Hyundai to sell only electric vehicles in Norway from 2023

Hyundai will only sell pure electric cars in Norway from 1 January 2023. Since 2020, the Korean manufacturer had already been offering only electric cars and plug-in hybrids there. At the end of 2022, Hyundai sold the last PHEVs in Norway and is now focusing on pure electricity.

For Hyundai, Norway is the first market worldwide where the manufacturer is realising the switch to battery-electric vehicles. The move was a natural one: In recent years, electric cars already accounted for more than 90 per cent of Hyundai sales in Norway. In 2022, the figure was specifically 93 per cent. From 2020 to 2022, the carmaker said it delivered 25,000 passenger cars in Norway, of which 92 per cent were fully electric.

“We have great faith in our model portfolio, and now that we have launched the all-new IONIQ 6, the time has come to sell only all-electric cars in the Norwegian market.

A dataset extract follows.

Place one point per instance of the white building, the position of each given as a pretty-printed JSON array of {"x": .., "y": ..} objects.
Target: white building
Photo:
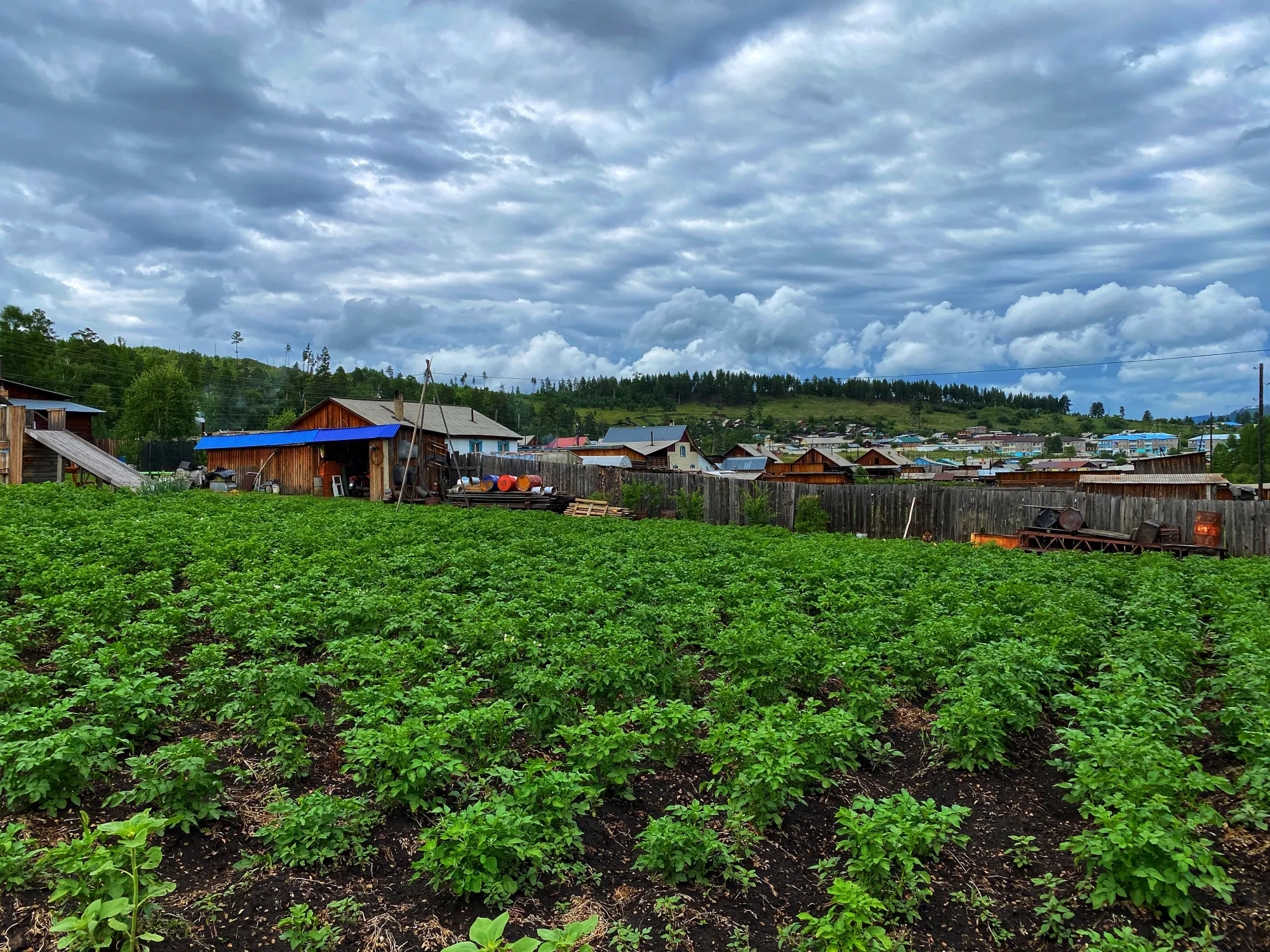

IONIQ 5 and KONA Electric have long since taken positions as some of the most popular cars in the market, and we are confident that our pure electric cars will bring us continued success into the future,” says Thomas Rosvold, Managing Director at Hyundai Motor Norway.

The Norwegian Volkswagen importer Møller Mobility Group also plans to import only electric cars from January 2024. Both players are thus saying goodbye to internal combustion engines earlier than Norway’s government has demanded: From the end of 2025, only purely electric cars will be allowed in new registrations.